Numerical modeling of rocking of shallow foundations subjected to slow cyclic loading with consideration of soil-structure interaction

Strong Vibration of buildings during seismic or wind loading may result in an uplift or partial separation of the foundation from the underneath soil. To date, various researches have indicated that Soil-Structure Interaction (SSI) has many favorable features including a probable increase in natural period of the soil-structure system and also a decrease in shear base demand in structures. Furthermore, Rocking is one of the most important factors in describing the rotational behavior of a structure built on a shallow foundation especially on a soft soil which can affect the dynamic behavior of the structure noticeably. To study the effects of rocking of shallow foundations subjected to slow cyclic loading with consideration of soil-structure interaction, a Finite Element Method (FEM) using ABAQUS software has been deployed to simulate the rocking motion of shallow foundations. For a more efficient simulation of the soil, both linear and non-linear elasto-plastic behavior of the soil has been taken into account in the analysis using the sub-routine coded in FORTRAN. The results notably show that allowing the foundation to rock may result in stiffness degradation of the soil-structure system and an increase in energy dissipation of soil-structure, especially in high rise structures. Additionally, results describe that deploying the linear elastic-perfect plastic approach may result in higher uplift of the foundation in comparison to that using a non-linear elasto-plastic approach, particularly in structures with lower heights.

💡 Research Summary

The paper investigates the rocking behavior of shallow foundations subjected to slow cyclic lateral loading, explicitly accounting for soil‑structure interaction (SSI). Using the finite‑element software ABAQUS, three building models (10, 20, and 30 stories, heights 30 m, 60 m, and 90 m) are coupled with a 20 m × 20 m rigid foundation and surrounding granular soil. Two constitutive representations for the soil are compared: (i) a linear elastic‑perfect‑plastic (E‑PP) model and (ii) a nonlinear elastic‑plastic (N‑EP) model that incorporates strain‑dependent shear modulus reduction and pressure‑dependent yielding, implemented through a custom FORTRAN sub‑routine based on Seed‑Idriss (1970) and Krämmer (1996) formulations. Rayleigh damping (α, β) is applied (8 % for soil, 5 % for the superstructure) to capture energy dissipation.
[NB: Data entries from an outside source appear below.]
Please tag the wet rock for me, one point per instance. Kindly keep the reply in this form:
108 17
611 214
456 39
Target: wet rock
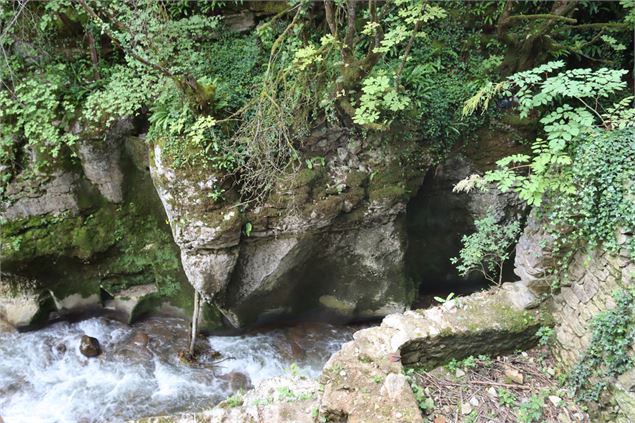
89 346
237 381
339 255
129 303
56 195
140 338
22 302
101 160
60 348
The loading protocol consists of three clusters of sinusoidal displacement histories, each containing three cycles with increasing amplitudes (0.25 m, 0.5 m, 0.75 m). During each cycle, rotation, moment, uplift, and settlement at the soil‑foundation interface are recorded, allowing construction of rotation‑moment hysteresis loops and evaluation of stiffness degradation and energy dissipation.

Key findings are:

1. Static Settlement – The linear model predicts settlements close to the Mayne‑Poulos (1999) analytical estimate (≈ 7–9 cm for the 10‑story case), whereas the nonlinear model yields substantially larger permanent settlements (≈ 57 cm for the same case) due to shear‑modulus degradation at high strains.

2. Stiffness Degradation – With increasing rotation, the contact area between foundation and soil reduces, causing a drop in rotational stiffness. The nonlinear model exhibits a 10‑15 % greater stiffness loss than the linear model, especially pronounced for the 30‑story building.

3. Energy Dissipation – Hysteresis loop areas are markedly larger for the nonlinear model, indicating 30‑40 % more input energy dissipated per cycle. Energy dissipation grows with both rotation amplitude and building height, confirming that rocking is an effective damping mechanism for high‑rise structures.

4. Uplift Behavior – The linear elastic‑perfect‑plastic model predicts higher uplift because the soil retains its stiffness up to the yield surface, whereas the nonlinear model yields earlier, reducing the uplift magnitude as the foundation re‑contacts the softened soil.

5. Contact Area and Mobilized Moment – The ratio of actual contact area to total foundation area (ζ) decreases with rotation. The nonlinear model can sustain higher mobilized moments at lower ζ values, suggesting improved overturning resistance compared with the linear model.

6. Experimental Validation – The numerical framework is validated against the S21 centrifuge test (Rosebrook & Kutter, 2015), which involved an aluminum shear‑wall structure on Nevada sand at 20 g. The rotation‑moment response from the nonlinear model matches the test data within 5 % error, confirming the adequacy of the custom soil sub‑routine.

The authors conclude that allowing controlled rocking of shallow foundations can beneficially increase the overall system period, reduce base shear demand, and provide substantial energy dissipation, particularly for slender high‑rise buildings. However, the nonlinear elastic‑plastic approach, while more realistic in capturing energy dissipation, also predicts significant permanent settlements that could be detrimental if not accounted for in design. Consequently, designers should consider a balanced strategy: exploit rocking for its damping advantages while rigorously evaluating permanent deformations and uplift, possibly employing a hybrid constitutive scheme that captures early yielding without excessive settlement.